It was so tight the officials had to call for a photo finish. But deep down I knew I had got the win – and another world record.

9 minutes 53.15 seconds. I was the first man to go under ten minutes.

The record had stood for about a decade – back to the time when the great Mexican Saúl Mendoza was on top of his game. I had broken two world records in one night. And I hadn’t even been racing in the 5,000m for very long. That was what made me realise that I had to move up to the longer distances and leave sprinting behind. Beijing was now just a year away and, for all the problems I had
experienced
with Kaylie, my racing had never been better – I was the best in the world, unbeatable.
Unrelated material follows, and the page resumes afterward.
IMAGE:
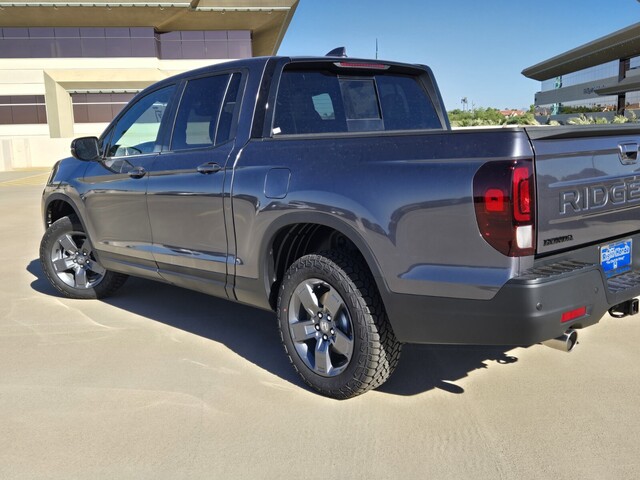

For the first time in my life I felt like things were really starting to go my way.

I
was always scared of going to China. I had heard all the stories. The way the Chinese treated people in
wheelchairs
. How some disabled people ended up as slaves. How they lived and died in terrible poverty, ignored by the rest of society. Could China really host a Paralympic Games? A celebration of the kind of people the country seemed to want to hide from public view?

My first visit there in May, just four months before the Games, confirmed my fears. It was a Paralympic test event, a warm-up for the real act to come later in the year. But for me it wasn’t just about getting a sneak preview of the Bird’s Nest (the Beijing National Stadium), the track or the Olympic Park. I wanted to get a feel for what China and Beijing were all about.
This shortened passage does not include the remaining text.